The Return of a Frenemy

I went to the doctor last week to make sure I didn’t have bronchitis (I was sick for 2 weeks and have had a cough for 3), and had quite an interesting visit.  During the preliminary questions, she asked when my last menstrual period was.  When I told her that I hadn’t gotten it back yet after having C, she looked up from my file with big eyes and said, “You’re not pregnant, are you?”  I mirrored those big eyes when I said, “No!”

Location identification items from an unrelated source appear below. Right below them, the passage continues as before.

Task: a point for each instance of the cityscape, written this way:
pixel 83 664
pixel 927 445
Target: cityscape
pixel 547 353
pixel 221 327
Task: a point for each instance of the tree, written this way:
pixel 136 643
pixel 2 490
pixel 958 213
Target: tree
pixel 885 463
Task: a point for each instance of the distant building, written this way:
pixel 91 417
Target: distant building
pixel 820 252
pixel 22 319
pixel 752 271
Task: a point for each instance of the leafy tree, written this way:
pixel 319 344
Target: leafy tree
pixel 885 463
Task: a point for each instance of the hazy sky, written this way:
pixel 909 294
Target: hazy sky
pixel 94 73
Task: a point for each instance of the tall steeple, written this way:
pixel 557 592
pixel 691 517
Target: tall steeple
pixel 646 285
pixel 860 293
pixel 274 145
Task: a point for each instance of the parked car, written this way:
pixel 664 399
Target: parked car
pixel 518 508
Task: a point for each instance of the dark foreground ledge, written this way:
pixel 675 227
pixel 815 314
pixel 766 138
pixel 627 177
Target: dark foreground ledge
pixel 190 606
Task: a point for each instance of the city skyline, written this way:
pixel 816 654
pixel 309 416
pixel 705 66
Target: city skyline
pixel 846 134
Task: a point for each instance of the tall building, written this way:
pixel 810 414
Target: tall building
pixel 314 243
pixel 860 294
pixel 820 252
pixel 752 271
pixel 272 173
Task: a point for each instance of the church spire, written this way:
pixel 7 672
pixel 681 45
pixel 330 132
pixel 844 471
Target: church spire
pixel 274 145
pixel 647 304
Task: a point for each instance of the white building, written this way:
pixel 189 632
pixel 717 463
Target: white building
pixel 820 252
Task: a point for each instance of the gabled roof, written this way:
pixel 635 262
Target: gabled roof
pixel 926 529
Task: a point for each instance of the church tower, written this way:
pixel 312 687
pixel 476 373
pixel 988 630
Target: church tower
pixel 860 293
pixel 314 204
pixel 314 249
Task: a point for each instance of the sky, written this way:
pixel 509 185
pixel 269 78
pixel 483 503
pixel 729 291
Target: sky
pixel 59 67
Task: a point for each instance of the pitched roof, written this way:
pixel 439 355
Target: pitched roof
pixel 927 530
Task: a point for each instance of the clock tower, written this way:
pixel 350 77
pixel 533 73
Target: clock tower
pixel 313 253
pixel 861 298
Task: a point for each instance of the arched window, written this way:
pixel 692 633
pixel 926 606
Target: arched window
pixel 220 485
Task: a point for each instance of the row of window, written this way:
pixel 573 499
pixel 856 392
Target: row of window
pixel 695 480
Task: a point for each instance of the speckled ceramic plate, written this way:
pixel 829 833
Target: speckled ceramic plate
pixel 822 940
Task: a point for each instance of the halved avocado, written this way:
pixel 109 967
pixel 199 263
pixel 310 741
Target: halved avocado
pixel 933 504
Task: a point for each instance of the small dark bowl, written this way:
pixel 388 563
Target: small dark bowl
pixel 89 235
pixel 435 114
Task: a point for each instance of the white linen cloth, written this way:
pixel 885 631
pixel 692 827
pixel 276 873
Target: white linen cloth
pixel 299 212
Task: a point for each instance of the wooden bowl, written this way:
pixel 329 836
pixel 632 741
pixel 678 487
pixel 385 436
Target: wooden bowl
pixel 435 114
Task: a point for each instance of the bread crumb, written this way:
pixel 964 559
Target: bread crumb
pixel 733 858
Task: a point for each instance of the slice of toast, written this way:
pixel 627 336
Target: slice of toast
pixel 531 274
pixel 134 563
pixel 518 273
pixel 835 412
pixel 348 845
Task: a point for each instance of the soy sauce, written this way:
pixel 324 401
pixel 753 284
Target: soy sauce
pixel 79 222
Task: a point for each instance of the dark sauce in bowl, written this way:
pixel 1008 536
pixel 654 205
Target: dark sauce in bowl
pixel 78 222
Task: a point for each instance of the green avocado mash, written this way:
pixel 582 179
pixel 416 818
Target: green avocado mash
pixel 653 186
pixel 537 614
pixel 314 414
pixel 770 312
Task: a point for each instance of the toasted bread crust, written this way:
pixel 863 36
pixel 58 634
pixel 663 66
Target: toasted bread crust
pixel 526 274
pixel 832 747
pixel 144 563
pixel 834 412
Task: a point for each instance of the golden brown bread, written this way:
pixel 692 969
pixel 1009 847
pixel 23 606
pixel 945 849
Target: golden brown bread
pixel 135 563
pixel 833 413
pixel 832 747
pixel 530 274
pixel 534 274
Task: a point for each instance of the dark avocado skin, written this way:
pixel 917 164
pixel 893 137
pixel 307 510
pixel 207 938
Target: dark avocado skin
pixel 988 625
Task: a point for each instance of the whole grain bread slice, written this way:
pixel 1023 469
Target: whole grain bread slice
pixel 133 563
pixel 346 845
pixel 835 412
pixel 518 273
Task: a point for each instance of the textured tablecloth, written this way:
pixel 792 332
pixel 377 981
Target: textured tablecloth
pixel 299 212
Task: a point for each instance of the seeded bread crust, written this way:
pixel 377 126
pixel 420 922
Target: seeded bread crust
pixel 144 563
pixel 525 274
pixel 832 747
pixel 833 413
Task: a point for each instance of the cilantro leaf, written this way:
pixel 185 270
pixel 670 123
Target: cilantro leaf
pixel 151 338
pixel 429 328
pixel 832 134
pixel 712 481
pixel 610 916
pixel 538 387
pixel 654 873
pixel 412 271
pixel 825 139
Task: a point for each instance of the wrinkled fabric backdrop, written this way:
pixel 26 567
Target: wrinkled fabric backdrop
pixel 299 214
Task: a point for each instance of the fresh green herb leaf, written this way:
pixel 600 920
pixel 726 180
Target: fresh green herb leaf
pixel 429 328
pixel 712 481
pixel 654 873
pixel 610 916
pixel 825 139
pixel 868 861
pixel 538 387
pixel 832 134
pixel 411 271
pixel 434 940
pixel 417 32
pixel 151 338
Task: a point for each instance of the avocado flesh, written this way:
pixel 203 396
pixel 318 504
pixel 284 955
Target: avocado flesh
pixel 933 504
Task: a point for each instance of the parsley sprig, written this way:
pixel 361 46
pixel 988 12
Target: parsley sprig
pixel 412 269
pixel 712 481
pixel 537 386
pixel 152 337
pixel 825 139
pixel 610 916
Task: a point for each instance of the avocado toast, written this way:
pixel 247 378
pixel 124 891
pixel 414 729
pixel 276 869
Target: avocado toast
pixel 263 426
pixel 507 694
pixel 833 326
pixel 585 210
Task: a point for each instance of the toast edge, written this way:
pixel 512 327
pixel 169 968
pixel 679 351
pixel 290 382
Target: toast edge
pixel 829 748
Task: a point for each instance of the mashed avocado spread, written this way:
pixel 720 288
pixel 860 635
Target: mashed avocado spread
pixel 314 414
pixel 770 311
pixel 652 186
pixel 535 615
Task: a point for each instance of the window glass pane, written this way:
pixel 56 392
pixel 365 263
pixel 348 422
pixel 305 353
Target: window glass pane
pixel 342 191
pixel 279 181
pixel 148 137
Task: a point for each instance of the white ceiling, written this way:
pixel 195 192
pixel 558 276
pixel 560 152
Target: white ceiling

But ever since that, I’ve had these fears in the back of my mind.  OMG, what if…?!  I know it can’t be, but what if I was!  It’s now been 5 weeks since I stopped breastfeeding.  OMG, what’s wrong with me.  I over-analyzed every little craving and feeling of disgust (ew, I don’t want to eat a tuna sandwich.  Ahhhh, what if that means I’m pregnant?!).  When I couldn’t sleep at night, my mind would wander.  How would I tell people that I was pregnant AGAIN?  They would think Hubster and I were animals who couldn’t control ourselves!  My children would be less than a year apart!  WHERE WOULD I PUT A SECOND BABY IN A ONE-BEDROOM APARTMENT?!

The horror!

Alas, tonight my dear frenemy (Aunt Flo, as some call her), has returned to vanquish my fears.  I never thought I’d be happy to have her return.